SUMMARY While the past decade has seen an explosion in basic genomic research, the clinical implementation of genomic medicine remains elusive. This Specialized Innovation Program (SIP) will identify and overcome barriers that impede the translational science of rapid genomic medicine discoveries at the point of care by assembling the infrastructure, technology, and strategies to design and develop a rapid genomic diagnostic platform, using the newborn intensive care unit (NICU) as a laboratory. Emerging clinical guidelines support the value and utility of rapid whole-genome sequencing in the NICU, yet multiple barriers impede the widespread use of this technology at the point of care. Specifically, (1) less than half of rare Mendelian diseases are solvable using current sequencing and analytical technologies; (2) industry electronic health record (EHR)-based genomic medicine applications are essentially nonexistent, with a lack of EHR-interfaced platforms that allow for visualization and team-based interpretation of genomic sequencing; (3) translational science strategies to implement genomic medicine into clinical care are currently lacking. To overcome these barriers, the SIP will design and develop an innovative, collaborative, patient-focused, and EHR-interfaced translational platform that efficiently integrates rapid genomic medicine at the point of care, using the NICU as a laboratory. Aim 1 will design novel tools that will improve the discovery of all forms of genetic variation, including difficult-to-detect complex structural variants. These novel tools will be shared as open-source software, with accompanying tools for dissemination and implementation, to empower translational genomic science across the CTSA network. Aim 2 will deploy a portable EHR-interfaced platform for rapid genomic diagnostics that is appropriate, acceptable, and feasible across EHR systems and will catalyze clinical and translational science locally, regionally, and nationally. Aim 3 will use a participatory planning strategy and state of the science dissemination and implementation science methods to develop, tailor, and operationalize strategies to support NICU adoption, implementation, and sustainability of a translational platform for rapid genomic diagnostics. These strategies will be compiled into a generalizable blueprint to foster genomic innovations across the CTSA network and empower broader adoption and sustained implementation of genomic medicine.

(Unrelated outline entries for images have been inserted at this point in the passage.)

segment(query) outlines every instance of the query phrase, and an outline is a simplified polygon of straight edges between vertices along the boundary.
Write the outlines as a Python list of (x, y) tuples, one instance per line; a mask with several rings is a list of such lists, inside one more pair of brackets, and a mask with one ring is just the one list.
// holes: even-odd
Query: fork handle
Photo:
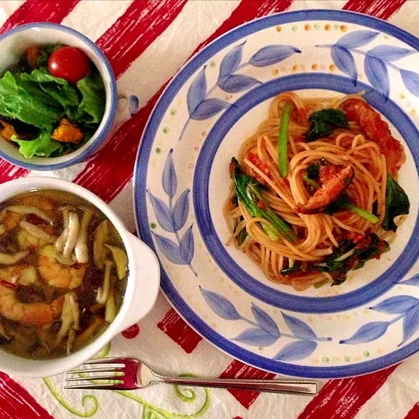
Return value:
[(253, 390), (286, 394), (314, 396), (318, 383), (301, 380), (246, 380), (235, 379), (201, 379), (195, 377), (156, 377), (151, 383), (166, 383), (192, 387), (212, 387), (241, 390)]

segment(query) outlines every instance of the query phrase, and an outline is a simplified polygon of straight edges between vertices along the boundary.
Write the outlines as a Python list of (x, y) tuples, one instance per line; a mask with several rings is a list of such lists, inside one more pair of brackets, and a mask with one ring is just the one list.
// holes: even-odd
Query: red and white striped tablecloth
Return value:
[[(192, 54), (236, 26), (277, 12), (308, 8), (359, 12), (419, 36), (417, 0), (0, 1), (0, 34), (42, 21), (73, 27), (104, 51), (118, 88), (140, 100), (140, 111), (94, 160), (47, 175), (71, 180), (98, 194), (134, 231), (131, 182), (138, 142), (168, 81)], [(40, 174), (0, 160), (0, 183)], [(136, 355), (163, 372), (274, 377), (233, 360), (203, 341), (162, 296), (140, 325), (116, 338), (106, 350), (112, 356)], [(170, 386), (128, 393), (66, 392), (62, 377), (21, 379), (0, 372), (0, 418), (416, 419), (419, 418), (418, 361), (413, 357), (374, 374), (323, 381), (314, 398), (255, 392), (192, 392)]]

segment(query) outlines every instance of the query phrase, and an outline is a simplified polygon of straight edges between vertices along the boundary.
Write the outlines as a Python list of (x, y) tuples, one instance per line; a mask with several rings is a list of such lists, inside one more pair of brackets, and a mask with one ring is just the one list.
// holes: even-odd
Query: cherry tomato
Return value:
[(56, 77), (75, 84), (89, 72), (89, 59), (78, 48), (61, 47), (55, 49), (48, 60), (48, 70)]

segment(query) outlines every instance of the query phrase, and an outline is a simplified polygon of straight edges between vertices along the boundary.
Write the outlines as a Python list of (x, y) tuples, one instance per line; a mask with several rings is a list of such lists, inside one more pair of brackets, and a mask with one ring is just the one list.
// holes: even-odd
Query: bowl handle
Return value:
[(135, 255), (136, 283), (133, 304), (118, 328), (118, 333), (128, 329), (150, 312), (160, 287), (160, 265), (154, 252), (131, 233), (128, 233), (128, 240)]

摘要 虽然过去十年见证了基础基因组研究的爆炸性增长，但临床应用 基因组医学仍然难以捉摸。该专业化创新计划(SIP)将识别和克服 阻碍快速基因组医学发现的翻译科学的障碍 整合基础设施、技术和策略，以设计和开发快速基因组诊断 平台，使用新生儿重症监护病房(NICU)作为实验室。新兴的临床指南支持 快速全基因组测序在NICU的价值和应用，然而多重障碍阻碍了 在护理点广泛使用这项技术。具体地说，(1)稀有孟德尔不到一半 使用目前的测序和分析技术可以解决疾病；(2)工业电子健康 基于记录(EHR)的基因组医学应用基本上是不存在的，缺乏与EHR接口的 允许可视化和基于团队的基因组测序解释的平台；(3)翻译 目前缺乏将基因组医学应用于临床护理的科学策略。要克服这些障碍 障碍，SIP将设计和开发一个创新的、协作的、以患者为中心的、以EHR为接口的 在护理点高效集成快速基因组医学的转换平台，使用NICU作为 一个实验室。目标一号将设计新的工具，以改进所有形式的基因变异的发现， 包括难以发现的复杂结构变体。这些新颖的工具将作为开源共享 软件，以及用于传播和实施的配套工具，以增强翻译基因组学 整个CTSA网络的科学。AIM 2将部署一个便携的EHR接口平台用于快速基因组 在整个EHR系统中适当、可接受和可行的诊断，并将催化临床和 地方、地区和国家的翻译科学。目标3将使用参与式规划战略，并 科学传播和实施的现状科学方法的发展、调整和运作 支持NICU采用、实施和可持续发展RAPID转换平台的战略 基因组诊断学。这些策略将被汇编成可推广的蓝图，以促进基因组 CTSA网络中的创新，并支持更广泛地采用和持续实施 基因组医学。